Adele Williamson has just been awarded a prestigous Rutherford Discovery Fellowship for the project: In extremis: how bacteria replicate, repair and diversify their genomes in challenging environments
This research will investigate novel DNA replication and repair proteins in three bacterial systems; the cyanobacterium Prochlorococcus marinus, which is the most abundant photosynthetic organism on the planet, accounting for 50% of marine photosynthetic biomass and fixing ~4Gt of CO2 per year; the infamously antibiotic-resistant pathogen Neisseria gonorrhoeae, which causes the disease gonorrhoea; and bacterial communities inhabiting the Martian-like Dry Valleys of Antarctica.

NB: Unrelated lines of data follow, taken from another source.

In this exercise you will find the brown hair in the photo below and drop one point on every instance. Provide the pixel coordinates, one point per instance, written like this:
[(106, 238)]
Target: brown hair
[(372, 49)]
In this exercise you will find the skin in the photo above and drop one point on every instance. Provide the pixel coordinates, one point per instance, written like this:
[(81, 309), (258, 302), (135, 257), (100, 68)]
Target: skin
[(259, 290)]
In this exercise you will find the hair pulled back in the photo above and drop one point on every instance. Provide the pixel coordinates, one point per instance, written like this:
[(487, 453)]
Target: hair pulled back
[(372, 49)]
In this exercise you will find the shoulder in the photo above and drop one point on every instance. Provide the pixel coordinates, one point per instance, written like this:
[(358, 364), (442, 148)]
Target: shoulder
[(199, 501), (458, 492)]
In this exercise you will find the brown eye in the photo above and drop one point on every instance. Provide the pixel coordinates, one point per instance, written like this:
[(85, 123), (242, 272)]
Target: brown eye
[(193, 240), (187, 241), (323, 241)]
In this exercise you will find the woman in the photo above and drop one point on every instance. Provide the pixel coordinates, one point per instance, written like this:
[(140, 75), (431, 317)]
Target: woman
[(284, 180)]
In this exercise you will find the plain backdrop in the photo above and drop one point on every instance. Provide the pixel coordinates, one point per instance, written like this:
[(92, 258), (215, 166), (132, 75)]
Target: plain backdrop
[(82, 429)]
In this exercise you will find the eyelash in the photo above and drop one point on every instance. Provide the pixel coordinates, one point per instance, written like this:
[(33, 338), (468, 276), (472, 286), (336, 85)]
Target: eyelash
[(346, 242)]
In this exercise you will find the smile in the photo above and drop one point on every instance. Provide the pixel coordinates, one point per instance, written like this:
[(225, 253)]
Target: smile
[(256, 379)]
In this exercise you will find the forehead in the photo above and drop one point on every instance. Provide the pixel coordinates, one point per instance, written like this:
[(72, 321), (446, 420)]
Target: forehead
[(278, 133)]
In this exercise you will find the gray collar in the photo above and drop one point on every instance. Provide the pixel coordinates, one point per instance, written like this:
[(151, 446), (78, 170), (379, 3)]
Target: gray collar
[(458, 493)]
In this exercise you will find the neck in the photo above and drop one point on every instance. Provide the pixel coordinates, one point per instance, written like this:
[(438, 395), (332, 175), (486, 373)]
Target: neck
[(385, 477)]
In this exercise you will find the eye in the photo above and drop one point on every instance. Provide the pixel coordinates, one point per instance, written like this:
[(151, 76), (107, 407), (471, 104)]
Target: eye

We will use computer algorithms to the predict DNA repair enzymes in the genomes of these super-survivor bacteria, and then we will artificially produce these enzymes in a pure form in the laboratory to test what they do. This involves determining what chemical reactions that they perform on damaged DNA and also how their 3-dimensional shapes allow them to interact with the DNA and recognize different DNA damages. To examine the specific role of the enzymes in the cell we will create genetic ‘knock-outs’ where the enzyme is eliminated, or ‘knock-ins’ where the enzyme is introduced into a mesophilic model bacterium and test how well these can survive DNA damaging conditions.